0

I want to use a regular expression in javascript in order to validate a Java package name.

The simplest way to do that is to match a list of words and dots, so I have implemented this regex:

(^(?:[a-z_]+(?:\d*[a-zA-Z_]*)*)(?:\.[a-z_]+(?:\d*[a-zA-Z_]*)*)*$)

This regex ensure the followings:

  1. the package name can only be formed by letters, digits, dots and underscores.
  2. the package name must always start with a word (or with an undersccore), but never with a digit or with a dot
  3. the package name can optionally contain a sequence of a pattern made by: a dot, followed by a word that can start with letters and underscore but not with digits.
  4. the package name must always end with a non-dot character.
  5. the package name must start with a lowercase letter by convention (Java permits Uppercase starting package names, even if they are discouraged)

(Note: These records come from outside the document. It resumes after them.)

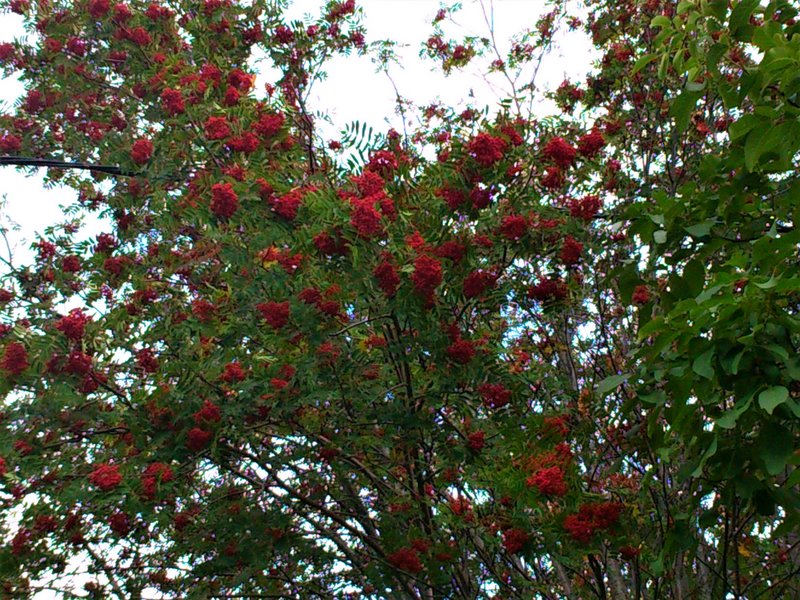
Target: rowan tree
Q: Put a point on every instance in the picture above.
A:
(495, 355)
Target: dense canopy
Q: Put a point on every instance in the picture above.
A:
(491, 353)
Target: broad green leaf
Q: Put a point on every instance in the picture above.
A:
(611, 383)
(643, 62)
(772, 397)
(774, 446)
(702, 364)
(682, 108)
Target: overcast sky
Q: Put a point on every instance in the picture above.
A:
(353, 92)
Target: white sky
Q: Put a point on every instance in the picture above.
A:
(354, 91)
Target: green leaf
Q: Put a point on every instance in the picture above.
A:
(702, 364)
(740, 15)
(743, 126)
(774, 446)
(701, 230)
(682, 108)
(694, 276)
(772, 397)
(710, 451)
(611, 383)
(643, 62)
(661, 21)
(753, 147)
(729, 418)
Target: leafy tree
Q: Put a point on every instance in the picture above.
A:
(556, 360)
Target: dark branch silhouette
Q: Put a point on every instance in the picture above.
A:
(26, 161)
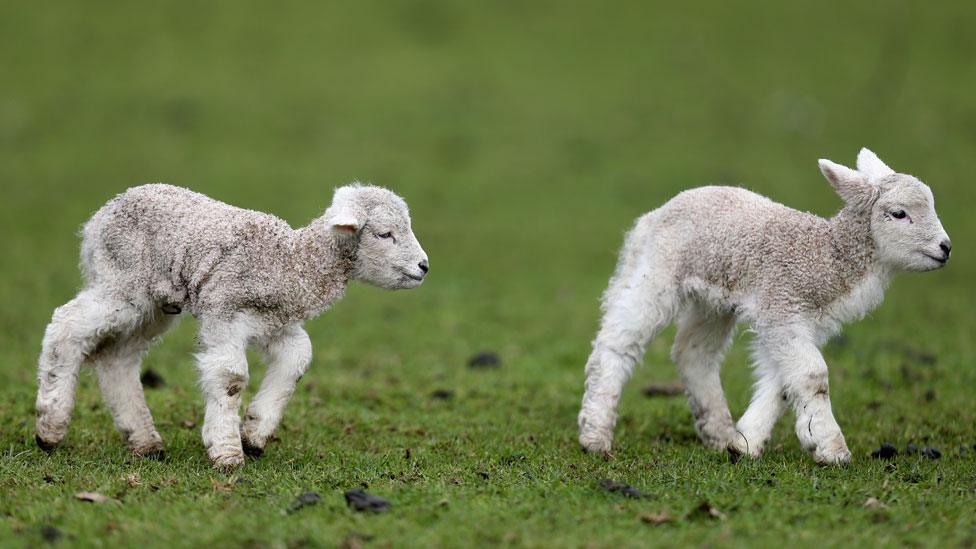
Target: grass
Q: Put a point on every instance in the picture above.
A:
(526, 137)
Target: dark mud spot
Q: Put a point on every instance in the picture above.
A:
(622, 488)
(663, 390)
(50, 534)
(361, 501)
(442, 394)
(48, 447)
(155, 454)
(485, 359)
(151, 379)
(304, 500)
(886, 451)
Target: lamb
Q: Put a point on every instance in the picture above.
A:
(714, 256)
(251, 280)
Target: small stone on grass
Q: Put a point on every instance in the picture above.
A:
(93, 497)
(304, 500)
(485, 359)
(886, 451)
(362, 501)
(622, 488)
(655, 518)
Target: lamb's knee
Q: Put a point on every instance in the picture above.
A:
(223, 374)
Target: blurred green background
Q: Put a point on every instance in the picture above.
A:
(526, 137)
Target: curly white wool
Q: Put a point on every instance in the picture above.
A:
(248, 277)
(714, 256)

This regex match for example these package names:

com
com.test
com.test.regex
_com._123
comTest.regEx

And it doesnt'match these package names:

123
com.
.com
test.123com
test.123_

This is correct, but it's not enough for my purpose, because if a single word is a Java-reserved word, I have to invalidate the all package name.

Let's take this package name as example:

com.test.package

This package name is recognized as valid with my regex, but the word package is a Java-reserved word and it can't be used for a Java package name.

Valid package names can be:

com.test.packageTest
com.test.testpackage

The word package can be a substring of another word, but it can't be a single word between the dots.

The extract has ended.